La parte melodica è affidata a due fiati, la tromba del giovane e osannato Avishai Cohen (Rising Star 2012 secondo il Downbeat Critics Pool e già affermato a livello internazionale) e il sax tenore e clarinetto di un grande rappresentante della musica italiana nel mondo Francesco Bearzatti (nominato miglior musicista europeo 2011 dall’Académie du Jazz).
A supportarlo e accompagnarlo nella parte ritmica, un illustre rappresentante della nuova generazione del contrabbasso jazz, il newyorchese Doug Weiss. Quattro personalità che hanno messo a servizio della musica, il loro bagaglio culturale e musicale con grande trasporto ed energia, ma soprattutto con originalità.

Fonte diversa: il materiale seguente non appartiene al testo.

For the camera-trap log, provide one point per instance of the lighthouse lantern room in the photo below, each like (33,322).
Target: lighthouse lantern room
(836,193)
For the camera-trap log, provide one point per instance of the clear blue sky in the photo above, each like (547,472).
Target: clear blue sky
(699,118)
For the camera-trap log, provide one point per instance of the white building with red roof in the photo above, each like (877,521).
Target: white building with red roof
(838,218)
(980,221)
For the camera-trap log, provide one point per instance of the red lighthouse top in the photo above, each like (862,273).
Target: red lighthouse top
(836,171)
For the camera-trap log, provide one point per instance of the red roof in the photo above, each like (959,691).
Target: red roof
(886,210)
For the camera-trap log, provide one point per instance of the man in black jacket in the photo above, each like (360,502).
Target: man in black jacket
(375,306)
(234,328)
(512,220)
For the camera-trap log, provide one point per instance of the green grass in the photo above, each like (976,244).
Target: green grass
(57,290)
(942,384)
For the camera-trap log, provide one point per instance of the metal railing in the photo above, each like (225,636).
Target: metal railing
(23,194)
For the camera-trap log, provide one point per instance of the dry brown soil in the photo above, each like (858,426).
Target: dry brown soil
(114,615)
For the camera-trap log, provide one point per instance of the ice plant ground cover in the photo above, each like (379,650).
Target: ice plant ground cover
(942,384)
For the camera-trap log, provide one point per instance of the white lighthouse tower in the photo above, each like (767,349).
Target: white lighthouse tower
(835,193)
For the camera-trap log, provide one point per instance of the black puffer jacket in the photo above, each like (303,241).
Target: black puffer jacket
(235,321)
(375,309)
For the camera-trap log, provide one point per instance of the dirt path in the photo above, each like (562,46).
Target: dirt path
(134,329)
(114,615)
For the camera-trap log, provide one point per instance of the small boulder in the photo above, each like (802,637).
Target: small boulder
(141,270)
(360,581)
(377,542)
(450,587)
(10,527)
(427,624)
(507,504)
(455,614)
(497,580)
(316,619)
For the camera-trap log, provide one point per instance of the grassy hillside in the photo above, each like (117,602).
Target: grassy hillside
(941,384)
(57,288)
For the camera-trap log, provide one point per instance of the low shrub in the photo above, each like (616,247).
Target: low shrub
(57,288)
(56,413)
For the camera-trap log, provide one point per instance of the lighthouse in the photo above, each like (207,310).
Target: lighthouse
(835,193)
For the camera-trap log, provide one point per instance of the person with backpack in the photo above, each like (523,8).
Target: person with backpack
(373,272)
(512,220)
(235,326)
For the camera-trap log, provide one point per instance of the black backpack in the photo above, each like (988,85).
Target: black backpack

Impostosi sulla scena jazzistica nazionale a metà degli anni ’70, Roberto Gatto - classe 1958, con un percorso che non conosce battute d’arresto da circa quarant’anni – non ha mai esaurito la sete di ricerca e sperimentazione.
Caratteristica quest’ultima che, unita a straordinaria perizia, ha condotto il batterista a scrivere parte della storia del jazz italiano. Tolte le vesti di prestigioso sideman a fianco di protagonisti nazionali (Enrico Rava, Enrico Pieranunzi) ed internazionali (Johnny Griffin, John Abercrombie, Chet Baker, Steve Lacy, Pat Metheny, Bob Berg, Curtis Fuller, George Coleman, Joe Zawinul ecc.), Gatto ha intrapreso con maggior vigore l’attività di leader dando vita a proprie formazioni foriere di progetti originali, mai scontati.
Da citare in tal senso l’apprezzato Perfect Trio completato da Alfonso Santimone e Pierpaolo Ranieri, il recente New York Quartet, indice di sempre più frequenti soggiorni nella Grande Mela, che vede il batterista dialogare con gli ottoni della giovanissima sassofonista cilena Melissa Aldana, accanto a Nir Felder e Joe Lepore, e l'ultimo nato play Zappa con i Quintorigo, un lavoro soprattutto live dedicato a uno dei suoi artisti più amati definito il migliore e più convincente omaggio jazzy alla musica di Frank Zappa.